By Julia Bayly, Bangor Daily News Staff

Hummingbirds don’t like to share their food. Once a hummingbird has claimed a food source they will use whatever weapons are available to defend it. That’s why it’s not unusual to see two or more of these tiny birds swooping, dive bombing and flying straight at each other like a WWII aerial dogfight.

It’s all part of the hummingbird’s territorial behavior. While it’s rare for them to fight to the death, it’s not unusual for a hummingbird to end the summer minus a few feathers lost in battle.

“This is one of the hummingbird’s behaviors that really captures people’s imaginations,” said Doug Hitchcox, naturalist with Maine Audubon. “These are the smallest of all birds, but they seem to have the biggest attitudes.”

There is a lot of in-flight chasing and vocalizing when two or more hummingbirds start to squabble over a single food source, according to Hitchcox.

“They make this wonderful little chittering noise,” he said. “They are the most fragile little packages, so getting physical is a last resort but it does happen and there are some sad photos of hummingbirds that have impaled each other with their long beaks.”

Maine is home to only one hummingbird species — the ruby-throated.

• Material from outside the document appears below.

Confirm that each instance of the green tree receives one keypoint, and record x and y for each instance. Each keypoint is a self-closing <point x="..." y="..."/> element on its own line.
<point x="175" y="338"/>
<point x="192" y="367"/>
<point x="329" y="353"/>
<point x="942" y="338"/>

The male ruby-throated hummingbirds are famous for being territorial, according to Hitchcox. The bright, metallic green birds with the distinctive reflective red throated spend their winters in southern Mexico and as far south as Panama. In the summer they return to Maine gardens and feeders, where they immediately stake out a claim.

“It really comes down to food,” Hitchcox said. “When the males show up in the summer they are basically prioritizing the food availability.”

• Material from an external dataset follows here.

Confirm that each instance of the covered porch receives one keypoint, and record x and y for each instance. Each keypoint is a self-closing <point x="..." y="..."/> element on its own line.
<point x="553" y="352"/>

Not only are they looking for a steady food supply, but the males are also betting on the fact that females will be attracted to the same food source. But even when it comes to attracting a mate and breeding with her the male ruby-throated thinks with his stomach, according to Hitchcox.

“They are the worst fathers ever and take no part in raising the young and spend all their time defending their own food source,” Hitchcox said. “He’s really good at defending that food source to attract the female, but at a certain point he starts to drive the females away, too.”

And it doesn’t stop there. Male hummingbirds will try to drive off just about anything that it perceives going after its food, including larger birds and large moths.

“That can make it tough for the hummingbirds that are not the dominant male or the immatures just trying to find a place to eat,” Hitchcox said. “They find this nice buffett but as soon as they do find it, they get chased off by the dominant male.”

A male ruby-throated hummingbird will defend a perimeter about 50 feet from the center of his food source. That circle will shrink, according to Hitchox, the more food that is available inside of it. He said putting out feeders or planting gardens of native Maine flowers — many available from Maine Audubon — can help support more hummingbirds in an area.

Sometimes people confuse hummingbird mating displays with territorial behavior, Hitchcox said.

“It’s really quite elaborate with the female perched watching while the male does these deep, U-shaped dives flying down at her,” he said. “But that about all the energy the male puts into the mating process.”